We queried the Nationwide Inpatient Sample for patients who underwent urethroplasty between 2000 and 2010. We compared demographics, comorbidities, complications, length of hospital stay and hospital charges for patients with and without the diagnosis of lichen sclerosus.
An estimated 13,700 urethroplasties were performed in the United States during the study period. Patients with lichen sclerosus comprised an estimated 3.8% of the urethroplasty population. The majority of patients with urethral stricture with lichen sclerosus were Caucasian (84%) and older, with 63% age 45 or older. Chronic hypertension, diabetes mellitus, rheumatoid arthritis/collagen vascular disease and obesity were associated with increased odds of having a lichen sclerosus diagnosis. The central East Coast (7.2%) and the Pacific Northwest (6.3%) had the highest percentage of patients treated with urethroplasty with lichen sclerosus. Patients with lichen sclerosus had longer hospital stays than those without lichen sclerosus (3.5 vs 2.6 days, p <0.0001). Patients with lichen sclerosus had more complications and hospital charges than those without lichen sclerosus but these differences did not reach statistical significance.

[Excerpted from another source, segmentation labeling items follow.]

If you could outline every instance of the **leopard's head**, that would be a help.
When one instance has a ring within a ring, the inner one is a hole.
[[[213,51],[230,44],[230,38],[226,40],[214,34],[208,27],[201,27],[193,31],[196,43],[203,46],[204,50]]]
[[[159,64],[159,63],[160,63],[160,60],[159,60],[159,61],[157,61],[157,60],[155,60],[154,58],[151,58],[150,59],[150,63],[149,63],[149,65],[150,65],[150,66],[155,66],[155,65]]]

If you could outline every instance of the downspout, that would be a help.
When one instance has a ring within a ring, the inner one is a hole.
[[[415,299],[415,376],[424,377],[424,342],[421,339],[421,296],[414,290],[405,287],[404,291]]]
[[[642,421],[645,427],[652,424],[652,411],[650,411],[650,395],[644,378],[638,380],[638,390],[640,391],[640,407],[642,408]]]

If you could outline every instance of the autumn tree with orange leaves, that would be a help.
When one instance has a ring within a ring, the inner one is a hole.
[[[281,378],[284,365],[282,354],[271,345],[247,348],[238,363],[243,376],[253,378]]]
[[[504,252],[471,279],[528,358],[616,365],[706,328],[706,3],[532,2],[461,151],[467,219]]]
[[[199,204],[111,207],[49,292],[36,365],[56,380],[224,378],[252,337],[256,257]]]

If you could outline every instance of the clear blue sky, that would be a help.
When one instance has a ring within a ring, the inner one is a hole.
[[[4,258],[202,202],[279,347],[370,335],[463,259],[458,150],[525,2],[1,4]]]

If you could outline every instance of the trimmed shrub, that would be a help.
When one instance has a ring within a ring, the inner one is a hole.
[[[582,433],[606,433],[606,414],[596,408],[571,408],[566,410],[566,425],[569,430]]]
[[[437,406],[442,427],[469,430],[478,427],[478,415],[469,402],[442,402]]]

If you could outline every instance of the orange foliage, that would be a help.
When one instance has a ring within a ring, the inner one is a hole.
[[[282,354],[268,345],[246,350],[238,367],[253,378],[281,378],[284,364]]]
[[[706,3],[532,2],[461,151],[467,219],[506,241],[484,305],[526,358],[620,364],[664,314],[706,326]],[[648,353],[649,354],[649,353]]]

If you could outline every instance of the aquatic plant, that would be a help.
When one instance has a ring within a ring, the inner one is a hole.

A higher percentage of patients with lichen sclerosus had comorbidities, increased complications and longer hospital stays compared to patients treated with urethroplasty without lichen sclerosus. Our findings demonstrate the increased complexity that providers face when treating men with lichen sclerosus related urethral stricture disease.
我们从一个大型全国患者数据源中,对接受尿道成形术的硬化性苔藓患者的合并症和住院并发症进行了特征分析。
我们查询了全国住院患者样本中2000年至2010年间接受尿道成形术的患者。我们比较了有和没有硬化性苔藓诊断的患者的人口统计学、合并症、并发症、住院时间和住院费用。
在研究期间,美国估计进行了13700例尿道成形术。硬化性苔藓患者约占尿道成形术患者总数的3.8%。大多数患有硬化性苔藓的尿道狭窄患者为白种人(84%)且年龄较大,63%的患者年龄在45岁及以上。慢性高血压、糖尿病、类风湿关节炎/胶原血管病和肥胖与硬化性苔藓诊断几率增加相关。东海岸中部(7.2%)和太平洋西北部(6.3%)接受尿道成形术治疗的硬化性苔藓患者比例最高。患有硬化性苔藓的患者住院时间比没有硬化性苔藓的患者更长(3.5天对2.6天,p<0.0001)。患有硬化性苔藓的患者比没有硬化性苔藓的患者有更多并发症和更高的住院费用,但这些差异未达到统计学显著性。
与未患硬化性苔藓而接受尿道成形术的患者相比,患硬化性苔藓的患者合并症更多、并发症增加且住院时间更长。我们的研究结果表明,医疗服务提供者在治疗患有与硬化性苔藓相关的尿道狭窄疾病的男性患者时面临的复杂性增加。